From this I concluded that the two shorted connections were the modifier key common and also the common cathode for the two keyboard LEDs. The two pads that were causing the LEDs to flash when I pressed a modifier key were the LED anode voltage and nothing more, and the five pads that had previously done nothing were unique pads for shift, ctrl, alt, cmd and fn.

You seem to think that you’ll be able to detect a current flowing at both ends of the matrix, this is impossible. Keypads work by putting a voltage, let’s say 5V, through one column (or row, but let’s say column for the sake of example) at a time. The microcontroller then ‘listens’ to the rows (or columns, but again, for this example) and waits for a 5V signal. When it gets a signal it identifies which column was set to high and which row returned the voltage. Say it’s column B and row 2, that would give you “2” if your matrix is the same as mine (which it almost definitely isn’t).

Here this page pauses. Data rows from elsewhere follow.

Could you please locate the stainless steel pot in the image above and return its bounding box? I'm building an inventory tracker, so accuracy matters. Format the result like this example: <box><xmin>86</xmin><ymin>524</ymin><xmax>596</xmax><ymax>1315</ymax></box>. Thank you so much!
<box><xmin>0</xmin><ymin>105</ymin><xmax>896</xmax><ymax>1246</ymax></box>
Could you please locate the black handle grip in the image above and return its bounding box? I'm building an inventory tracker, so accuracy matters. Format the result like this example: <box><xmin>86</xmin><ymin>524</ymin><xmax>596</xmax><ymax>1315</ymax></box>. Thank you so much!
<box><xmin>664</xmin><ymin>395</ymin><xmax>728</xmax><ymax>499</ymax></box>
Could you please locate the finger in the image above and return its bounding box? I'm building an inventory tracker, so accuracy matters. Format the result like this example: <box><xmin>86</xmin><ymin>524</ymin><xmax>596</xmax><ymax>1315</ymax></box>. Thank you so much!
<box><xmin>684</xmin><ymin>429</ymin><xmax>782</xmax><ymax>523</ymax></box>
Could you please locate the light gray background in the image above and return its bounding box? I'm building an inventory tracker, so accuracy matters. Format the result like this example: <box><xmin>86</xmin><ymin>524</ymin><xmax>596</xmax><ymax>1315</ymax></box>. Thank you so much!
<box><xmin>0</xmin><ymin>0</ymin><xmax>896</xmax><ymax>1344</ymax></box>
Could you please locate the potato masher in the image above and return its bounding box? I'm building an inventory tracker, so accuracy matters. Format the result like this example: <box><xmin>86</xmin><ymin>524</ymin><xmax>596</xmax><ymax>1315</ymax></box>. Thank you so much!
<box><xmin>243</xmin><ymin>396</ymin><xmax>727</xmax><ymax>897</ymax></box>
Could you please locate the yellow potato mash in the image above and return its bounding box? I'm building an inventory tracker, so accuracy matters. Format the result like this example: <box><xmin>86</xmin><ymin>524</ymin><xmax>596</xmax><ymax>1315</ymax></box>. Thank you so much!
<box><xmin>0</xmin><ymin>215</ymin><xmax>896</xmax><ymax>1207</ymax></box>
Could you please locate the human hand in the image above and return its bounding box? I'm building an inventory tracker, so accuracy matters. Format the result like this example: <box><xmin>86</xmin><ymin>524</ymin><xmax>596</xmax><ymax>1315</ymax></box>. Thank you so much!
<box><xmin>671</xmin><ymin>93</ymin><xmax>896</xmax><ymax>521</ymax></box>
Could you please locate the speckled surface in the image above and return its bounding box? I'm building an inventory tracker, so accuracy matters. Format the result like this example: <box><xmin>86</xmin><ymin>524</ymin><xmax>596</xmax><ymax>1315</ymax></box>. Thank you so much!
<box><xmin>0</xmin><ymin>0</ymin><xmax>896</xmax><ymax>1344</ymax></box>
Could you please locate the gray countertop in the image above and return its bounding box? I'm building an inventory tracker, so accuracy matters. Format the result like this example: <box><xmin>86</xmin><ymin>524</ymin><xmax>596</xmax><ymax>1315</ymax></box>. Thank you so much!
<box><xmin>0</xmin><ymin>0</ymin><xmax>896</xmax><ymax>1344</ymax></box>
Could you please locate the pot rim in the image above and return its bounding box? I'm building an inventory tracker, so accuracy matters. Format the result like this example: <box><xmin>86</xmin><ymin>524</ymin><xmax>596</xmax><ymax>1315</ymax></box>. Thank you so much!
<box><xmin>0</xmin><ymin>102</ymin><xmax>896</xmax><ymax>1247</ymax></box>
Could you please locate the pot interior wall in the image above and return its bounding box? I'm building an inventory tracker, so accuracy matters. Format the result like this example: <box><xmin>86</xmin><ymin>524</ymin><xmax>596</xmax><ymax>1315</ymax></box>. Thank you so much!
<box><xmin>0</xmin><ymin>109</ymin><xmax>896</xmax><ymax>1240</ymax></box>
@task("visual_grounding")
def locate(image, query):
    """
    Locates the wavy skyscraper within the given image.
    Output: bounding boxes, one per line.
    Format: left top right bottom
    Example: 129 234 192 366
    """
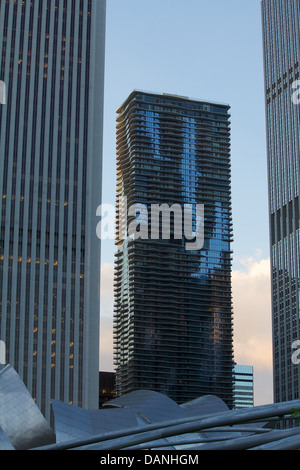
114 91 233 406
0 0 105 419
262 0 300 402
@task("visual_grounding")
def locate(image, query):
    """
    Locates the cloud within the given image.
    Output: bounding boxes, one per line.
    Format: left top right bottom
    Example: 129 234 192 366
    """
232 252 272 404
100 255 273 404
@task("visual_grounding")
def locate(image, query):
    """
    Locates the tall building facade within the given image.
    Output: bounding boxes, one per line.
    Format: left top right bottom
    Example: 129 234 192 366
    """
262 0 300 402
114 91 233 406
233 364 254 410
0 0 105 419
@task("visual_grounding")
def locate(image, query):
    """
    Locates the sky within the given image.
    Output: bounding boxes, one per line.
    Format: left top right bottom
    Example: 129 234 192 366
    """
100 0 273 405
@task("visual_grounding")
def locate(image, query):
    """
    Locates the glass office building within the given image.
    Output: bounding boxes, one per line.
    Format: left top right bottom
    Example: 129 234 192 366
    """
0 0 105 419
262 0 300 402
114 91 233 406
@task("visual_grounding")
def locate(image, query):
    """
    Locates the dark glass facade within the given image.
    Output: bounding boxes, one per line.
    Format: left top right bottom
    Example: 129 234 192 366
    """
262 0 300 402
114 91 233 406
0 0 105 418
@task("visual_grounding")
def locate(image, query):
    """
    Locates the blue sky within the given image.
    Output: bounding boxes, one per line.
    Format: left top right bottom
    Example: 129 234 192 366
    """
102 0 270 404
102 0 269 266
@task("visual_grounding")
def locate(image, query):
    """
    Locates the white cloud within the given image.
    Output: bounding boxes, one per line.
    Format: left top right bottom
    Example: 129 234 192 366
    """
100 255 273 404
232 255 273 404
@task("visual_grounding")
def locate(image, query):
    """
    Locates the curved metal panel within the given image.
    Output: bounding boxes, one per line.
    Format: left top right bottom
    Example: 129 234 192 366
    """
0 365 55 450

So my Leonardo sketch (oh yeah, I’m using a Leonardo, I’m kind of hoping I can just wire the trackpad with a PS/2 cable and use a PS/2 - USB adaptor) will have a 2D array with all of the keys stored in it. It will cycle through the rows (of which there are eight) via a 595 and then listen to the columns (of which there are 10) for a voltage, then it’ll grab the co-ordinate when it gets a voltage and then print the relevant keystroke.

I have a thread about it in this very forum actually, it might be helpful if we checked on each other from time to time… But I’m tempted to look into that KeyWarrior as I have my matrix mapped!